No existe otro canal sensorial a través del cual las personas puedan transmitirse mensajes tan inequívocos y emocionalmente positivos como las caricias o el contacto. La gama de lo que se quiere transmitir puede ser además muy amplia: va desde el aprecio, el perdón y la alegría hasta el reconocimiento, una felicitación o la valoración.
Ya un pequeño contacto o los cambios mínimos de temperatura de la piel generan un efecto a nivel cerebral. “No solo los masajes de varios minutos disparan cambios en la actividad neurobiológica”, dice Grunwald, incluso los pequeños estímulos de contacto físico que duran tan solo unos segundos influyen fehacientemente en nuestros procesos psíquicos.

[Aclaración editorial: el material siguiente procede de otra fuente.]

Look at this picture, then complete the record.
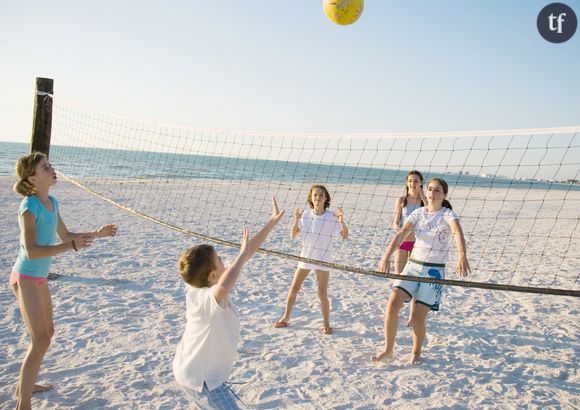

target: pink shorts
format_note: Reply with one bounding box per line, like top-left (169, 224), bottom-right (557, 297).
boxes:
top-left (10, 272), bottom-right (46, 287)
top-left (399, 241), bottom-right (415, 252)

El abrazo reduce el estrés
El hecho de que un abrazo o un mimo hace bien no es una mera sensación, sino algo positivo que realmente puede medirse, por ejemplo, a través de los valores de oxitocina en sangre y en saliva. Lo que se conoce como “hormona del vínculo” o “de proximidad” hace que la glándula suprarrenal secrete menos cortisol, la hormona del estrés, con lo cual se desacelera el ritmo cardíaco, baja la presión arterial y los músculos se relajan.
“No se trata únicamente de un efecto psicológico”, dice el biopsicólogo Sebastian Ocklenburg, que se ha especializado en la investigación de los abrazos. El profesional dice que existen estudios que demuestran que ese tipo de contacto físico también podría tener efectos positivos para la salud. “Las personas que se abrazan con mayor frecuencia tienen bajo riesgo de resfrío”, sostiene, ya que el sistema inmunológico se ve fuertemente influido por factores de estrés.
Al mismo tiempo, no todo contacto se traduce automáticamente en algo positivo, ni hablar de aquellos casos en los que las personas han sufrido algún tipo de trauma. Ocklenburg incluso ha detectado cierto grado de “agotamiento de abrazo”. Cuando una persona por la que no sentimos gran simpatía nos abraza puede generar lo contrario, algo desagradable. Lo mismo sucede cuando uno tiene que abrazar “por presión social” al nuevo novio de una conocida, al que apenas ha visto antes.
Cuanto más tiempo, mejor
¿Y cuánto contacto necesita una persona? Depende mucho de la personalidad de cada uno. Hay gente extrovertida, otra introvertida y hay necesidades individuales. También depende del tipo de vínculo hacia la otra persona.
“Cuanto más cercanos nos sintamos hacia alguien, más fuerte será la reacción biológica a los estímulos físicos”, dice Grunwald.
Ocklenburg, especializado en la investigación del abrazo, asegura que cuanto más tiempo dure ese abrazo, mayor será la secreción de hormonas de la proximidad. Cabe señalar que los abrazos “tienen una duración promedio” de tan solo tres segundos, con lo cual “diez segundos ya es bastante”. Grunwald recomienda que las parejas se abracen cinco veces al día “para que el vínculo perdure lo más posible”.